I was at the end of my sophomore year at The Citadel when the letter arrived from Bill McCann, the former coach at Virginia, telling me that I had a job as a basketball counselor at Camp Wahoo. This was the first of two summers I dedicated to improving my game and to becoming the kind of player other teams feared. During the previous year, I had begun to understand how far behind my game was, compared to those of my teammates and opponents. The coaching I got in high school had been shaky and haphazard at best. I didn't have a clue about anything I did on the court. I'd learned everything by imitating players better than me. Coach Paul Brandenburg had surprised me by stopping a freshman practice and telling the team that I had the best reverse dribble he'd ever seen. I didn't have the foggiest notion what he was talking about.
For those two summers at Wahoo, in 1965 and '66, I lived in the center of the game through sunburned clinics at which I assisted famous coaches and players teaching the fundamentals to boys as eager as beagle puppies. I listened to men like the incomparable Jerry West explain the rudiments of ball handling and shooting and defense.
The campers arrived on a Sunday with their parents, and 20 15-year-old boys were assigned to my dormitory room that first summer. I took to the role of counselor my experience as the oldest brother among seven children. I was easy in the company of young boys, especially the sassy, rebellious ones sent by parents who needed a vacation from their mouthy sons. Camp Wahoo's genius lay in the fact that it kept even the crossest kid exhausted and out of breath.

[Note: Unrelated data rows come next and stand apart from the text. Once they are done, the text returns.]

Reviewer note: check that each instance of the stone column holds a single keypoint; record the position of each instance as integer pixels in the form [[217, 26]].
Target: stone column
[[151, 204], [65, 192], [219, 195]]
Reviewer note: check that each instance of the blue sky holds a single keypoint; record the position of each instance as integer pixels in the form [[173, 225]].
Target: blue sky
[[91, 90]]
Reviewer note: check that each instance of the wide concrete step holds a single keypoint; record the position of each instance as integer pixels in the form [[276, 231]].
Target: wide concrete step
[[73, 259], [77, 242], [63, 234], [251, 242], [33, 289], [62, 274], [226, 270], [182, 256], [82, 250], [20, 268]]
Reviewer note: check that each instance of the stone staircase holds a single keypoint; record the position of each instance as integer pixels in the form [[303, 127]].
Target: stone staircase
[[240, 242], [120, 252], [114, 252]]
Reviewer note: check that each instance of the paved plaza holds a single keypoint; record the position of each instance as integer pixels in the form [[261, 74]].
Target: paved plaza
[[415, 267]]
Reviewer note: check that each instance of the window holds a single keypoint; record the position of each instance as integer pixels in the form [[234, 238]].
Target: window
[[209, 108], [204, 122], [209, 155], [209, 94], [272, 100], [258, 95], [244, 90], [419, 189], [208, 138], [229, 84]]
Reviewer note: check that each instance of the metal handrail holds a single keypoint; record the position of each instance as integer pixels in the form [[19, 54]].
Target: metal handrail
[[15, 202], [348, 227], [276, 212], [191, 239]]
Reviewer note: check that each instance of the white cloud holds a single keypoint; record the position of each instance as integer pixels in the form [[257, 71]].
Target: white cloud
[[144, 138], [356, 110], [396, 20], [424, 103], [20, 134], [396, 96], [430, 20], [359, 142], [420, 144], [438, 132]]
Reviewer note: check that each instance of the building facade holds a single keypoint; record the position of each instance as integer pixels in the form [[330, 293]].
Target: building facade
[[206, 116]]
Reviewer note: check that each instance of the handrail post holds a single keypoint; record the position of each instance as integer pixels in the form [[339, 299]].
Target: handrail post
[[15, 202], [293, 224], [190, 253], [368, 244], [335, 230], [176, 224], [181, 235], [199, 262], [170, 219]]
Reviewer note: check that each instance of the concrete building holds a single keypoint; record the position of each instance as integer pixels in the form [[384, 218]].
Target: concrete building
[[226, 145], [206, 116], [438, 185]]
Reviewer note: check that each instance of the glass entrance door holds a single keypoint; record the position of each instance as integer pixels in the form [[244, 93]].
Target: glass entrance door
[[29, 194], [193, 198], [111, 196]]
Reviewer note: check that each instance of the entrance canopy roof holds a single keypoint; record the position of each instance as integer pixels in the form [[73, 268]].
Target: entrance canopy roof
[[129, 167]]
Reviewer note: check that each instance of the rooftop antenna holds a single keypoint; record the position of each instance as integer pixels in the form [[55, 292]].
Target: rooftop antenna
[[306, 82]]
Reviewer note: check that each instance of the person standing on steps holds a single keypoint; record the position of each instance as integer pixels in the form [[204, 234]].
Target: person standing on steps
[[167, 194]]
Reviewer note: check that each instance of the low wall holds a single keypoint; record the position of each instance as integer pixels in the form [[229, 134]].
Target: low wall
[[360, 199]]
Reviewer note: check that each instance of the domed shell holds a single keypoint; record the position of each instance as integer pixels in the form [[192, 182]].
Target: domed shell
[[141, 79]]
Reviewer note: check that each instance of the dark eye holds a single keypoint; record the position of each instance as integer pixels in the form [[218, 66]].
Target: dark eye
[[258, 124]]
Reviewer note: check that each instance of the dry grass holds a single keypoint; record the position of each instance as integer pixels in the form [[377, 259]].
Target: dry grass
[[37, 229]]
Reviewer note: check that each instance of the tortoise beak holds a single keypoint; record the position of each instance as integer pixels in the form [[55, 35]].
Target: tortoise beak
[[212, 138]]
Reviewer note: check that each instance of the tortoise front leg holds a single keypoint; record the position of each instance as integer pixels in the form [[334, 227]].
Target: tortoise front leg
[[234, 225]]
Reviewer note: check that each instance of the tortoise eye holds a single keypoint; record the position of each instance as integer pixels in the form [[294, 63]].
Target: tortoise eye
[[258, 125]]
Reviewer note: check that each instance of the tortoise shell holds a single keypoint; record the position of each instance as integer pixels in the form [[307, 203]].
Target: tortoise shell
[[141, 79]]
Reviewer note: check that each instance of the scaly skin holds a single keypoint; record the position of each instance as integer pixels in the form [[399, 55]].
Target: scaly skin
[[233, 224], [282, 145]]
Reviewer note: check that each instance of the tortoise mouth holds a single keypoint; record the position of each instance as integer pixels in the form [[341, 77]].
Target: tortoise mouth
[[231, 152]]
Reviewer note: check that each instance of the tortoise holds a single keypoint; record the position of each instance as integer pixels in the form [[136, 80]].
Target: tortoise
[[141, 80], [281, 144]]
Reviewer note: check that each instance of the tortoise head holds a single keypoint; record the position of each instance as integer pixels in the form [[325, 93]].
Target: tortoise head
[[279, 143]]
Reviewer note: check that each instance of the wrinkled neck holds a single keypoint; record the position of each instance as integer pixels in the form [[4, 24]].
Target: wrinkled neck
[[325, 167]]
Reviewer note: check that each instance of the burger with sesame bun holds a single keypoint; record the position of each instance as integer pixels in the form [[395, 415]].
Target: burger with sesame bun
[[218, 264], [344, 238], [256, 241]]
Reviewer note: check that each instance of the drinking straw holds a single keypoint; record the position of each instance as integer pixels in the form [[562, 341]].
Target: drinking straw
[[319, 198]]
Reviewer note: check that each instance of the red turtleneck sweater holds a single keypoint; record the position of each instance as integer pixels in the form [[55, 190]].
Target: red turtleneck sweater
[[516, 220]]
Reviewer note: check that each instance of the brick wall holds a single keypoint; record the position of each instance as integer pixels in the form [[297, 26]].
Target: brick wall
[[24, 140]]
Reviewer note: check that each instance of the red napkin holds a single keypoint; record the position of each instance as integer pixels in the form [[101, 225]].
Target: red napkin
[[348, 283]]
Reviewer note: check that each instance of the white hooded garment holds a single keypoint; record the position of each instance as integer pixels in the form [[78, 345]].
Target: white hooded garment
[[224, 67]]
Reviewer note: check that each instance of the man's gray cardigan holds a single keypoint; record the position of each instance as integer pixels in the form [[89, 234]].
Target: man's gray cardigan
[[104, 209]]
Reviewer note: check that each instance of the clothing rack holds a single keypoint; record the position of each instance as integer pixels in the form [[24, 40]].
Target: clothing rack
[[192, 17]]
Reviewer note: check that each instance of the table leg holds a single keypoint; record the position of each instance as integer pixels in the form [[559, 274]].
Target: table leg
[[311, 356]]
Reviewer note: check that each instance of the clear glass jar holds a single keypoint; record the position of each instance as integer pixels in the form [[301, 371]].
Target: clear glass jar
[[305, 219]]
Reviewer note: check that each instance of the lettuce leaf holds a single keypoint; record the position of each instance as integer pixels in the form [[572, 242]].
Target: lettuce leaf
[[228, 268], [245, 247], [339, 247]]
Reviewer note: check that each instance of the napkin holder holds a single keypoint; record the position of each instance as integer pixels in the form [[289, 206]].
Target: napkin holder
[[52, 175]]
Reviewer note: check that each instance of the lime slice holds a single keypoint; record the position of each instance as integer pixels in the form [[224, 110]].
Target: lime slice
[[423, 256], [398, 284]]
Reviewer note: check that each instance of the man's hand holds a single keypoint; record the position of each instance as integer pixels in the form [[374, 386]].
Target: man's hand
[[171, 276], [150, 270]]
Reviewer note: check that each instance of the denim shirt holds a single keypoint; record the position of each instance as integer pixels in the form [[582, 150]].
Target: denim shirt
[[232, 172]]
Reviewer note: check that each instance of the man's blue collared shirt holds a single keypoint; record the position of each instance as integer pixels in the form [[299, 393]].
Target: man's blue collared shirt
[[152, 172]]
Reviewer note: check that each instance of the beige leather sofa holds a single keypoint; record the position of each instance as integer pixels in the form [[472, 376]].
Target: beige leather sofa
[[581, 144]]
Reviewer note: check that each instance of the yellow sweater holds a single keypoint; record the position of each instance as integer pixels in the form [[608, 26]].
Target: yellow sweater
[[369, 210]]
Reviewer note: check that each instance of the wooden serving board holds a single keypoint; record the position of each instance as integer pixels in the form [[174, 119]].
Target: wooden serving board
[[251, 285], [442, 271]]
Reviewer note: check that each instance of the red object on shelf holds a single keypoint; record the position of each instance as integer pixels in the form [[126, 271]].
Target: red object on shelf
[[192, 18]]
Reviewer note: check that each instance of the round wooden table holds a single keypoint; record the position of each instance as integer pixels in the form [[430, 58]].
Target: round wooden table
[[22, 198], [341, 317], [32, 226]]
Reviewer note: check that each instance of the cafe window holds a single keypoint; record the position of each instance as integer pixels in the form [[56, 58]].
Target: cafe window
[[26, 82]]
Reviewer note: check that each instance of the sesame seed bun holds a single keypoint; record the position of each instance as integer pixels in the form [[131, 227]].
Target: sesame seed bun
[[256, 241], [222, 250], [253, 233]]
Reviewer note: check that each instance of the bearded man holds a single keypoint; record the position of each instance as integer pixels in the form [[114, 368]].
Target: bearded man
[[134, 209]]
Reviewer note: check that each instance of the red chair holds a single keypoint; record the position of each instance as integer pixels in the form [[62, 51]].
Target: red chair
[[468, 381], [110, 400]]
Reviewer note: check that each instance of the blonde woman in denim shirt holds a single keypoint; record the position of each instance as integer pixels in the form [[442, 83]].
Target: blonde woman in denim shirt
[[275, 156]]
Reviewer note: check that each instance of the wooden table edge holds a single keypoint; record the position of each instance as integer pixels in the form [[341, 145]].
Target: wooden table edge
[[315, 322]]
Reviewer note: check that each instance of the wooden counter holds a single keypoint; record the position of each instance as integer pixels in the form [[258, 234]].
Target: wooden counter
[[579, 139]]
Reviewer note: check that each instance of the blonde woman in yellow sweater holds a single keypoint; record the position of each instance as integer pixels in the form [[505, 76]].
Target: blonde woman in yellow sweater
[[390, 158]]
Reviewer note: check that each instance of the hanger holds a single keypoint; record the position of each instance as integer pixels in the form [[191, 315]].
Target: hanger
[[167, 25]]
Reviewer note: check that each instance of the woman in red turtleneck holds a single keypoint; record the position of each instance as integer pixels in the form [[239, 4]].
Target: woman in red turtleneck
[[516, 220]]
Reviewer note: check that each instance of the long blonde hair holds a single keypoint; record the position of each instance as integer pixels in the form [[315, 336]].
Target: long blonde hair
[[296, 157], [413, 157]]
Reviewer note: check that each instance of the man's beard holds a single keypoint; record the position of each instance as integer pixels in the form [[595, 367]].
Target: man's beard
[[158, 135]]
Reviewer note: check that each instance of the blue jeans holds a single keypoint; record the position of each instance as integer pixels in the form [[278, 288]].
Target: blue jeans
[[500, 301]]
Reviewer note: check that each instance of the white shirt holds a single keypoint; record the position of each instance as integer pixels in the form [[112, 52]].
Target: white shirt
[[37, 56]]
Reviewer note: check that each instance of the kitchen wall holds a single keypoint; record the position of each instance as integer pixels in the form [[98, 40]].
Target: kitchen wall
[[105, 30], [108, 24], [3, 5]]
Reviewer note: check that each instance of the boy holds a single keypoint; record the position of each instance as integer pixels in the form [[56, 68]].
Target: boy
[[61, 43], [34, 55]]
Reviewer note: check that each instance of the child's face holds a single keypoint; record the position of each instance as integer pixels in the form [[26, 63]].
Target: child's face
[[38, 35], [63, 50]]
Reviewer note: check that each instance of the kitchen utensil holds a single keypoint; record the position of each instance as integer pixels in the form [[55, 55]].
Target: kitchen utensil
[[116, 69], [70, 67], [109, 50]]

An odd, unsettling event took place on my very first workday. As I was walking with other counselors and campers toward court number 5, a voice called out, "Conroy!"
I turned around and was shocked to see Mel Thompson, my head coach at The; Citadel, smoking a cigarette on the steps. He seemed as surprised to see me. "What the hell you doing here, Conroy?" he asked.
"I needed to work on my game, Coach."
"That's the truth. Who told you about Camp Wahoo?"
"Coach Brandenburg got me the job."
He eyed me obliquely. "He did, huh?" Coach Thompson always looked at you from odd angles, as though there were a tree or a bush blocking his view. "Why didn't you tell me about it?"
"I didn't know you'd ever heard of Camp Wahoo, Coach."